Appendix B in the supplementary file contains 2 tables with basic numerical results. To give a brief summary of the obtained numerical results, we order the Spanish provinces (including the cities of Ceuta and Melilla) by sample size and we select one in five. Table B.1 presents the EBPs and direct (dir) estimates of poverty proportions for men and women respectively. Table B.2 presents the EBPs and direct (dir) estimates of poverty gaps for men and women respectively. These tables also give the estimated root-MSEs (rmse.eblup and rmse.dir), for both types of estimators. The column \(N_d\) presents the estimates of the domain sizes calculated by using the data of the 4 quarters of the SLFS in 2008. The columns province and \(n_d\) contain the province name and the sample size respectively.

9 Conclusions

In many applications the auxiliary information used in bivariate Fay–Herriot models is not measured exactly. Under this setting, the EBLUP based on the bivariate Fay–Herriot model is not the EBP anymore, as this model assumes the exact measurement of the auxiliary variables.

By calculating relative efficiencies, we showed that not taking into account the measurement errors may lead to predictions of target parameters with greater mean squared errors. Therefore, we extended the bivariate Fay–Herriot model by allowing for multivariate normal distributed random error on the auxiliary variables. This reflects the typical situation of estimated auxiliary information. Both, the mean squared error and the bias of the new EBP are reduced with respect to the classical EBLUP.

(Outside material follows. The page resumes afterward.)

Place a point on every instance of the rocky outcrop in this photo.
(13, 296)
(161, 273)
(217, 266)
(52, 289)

For fitting the new model, the pseudo-REML estimation procedure showed to be stable. Further a second fitting algorithm was introduced but not implemented. In the case of exactly measured auxiliary variables, the measurement error bivariate Fay–Herriot model reduces to the classical bivariate Fay–Herriot model and, therefore, they basically give the same predictions. Finally, we recommend to use the proposed measurement error Fay–Herriot model when the auxiliary variables are estimated.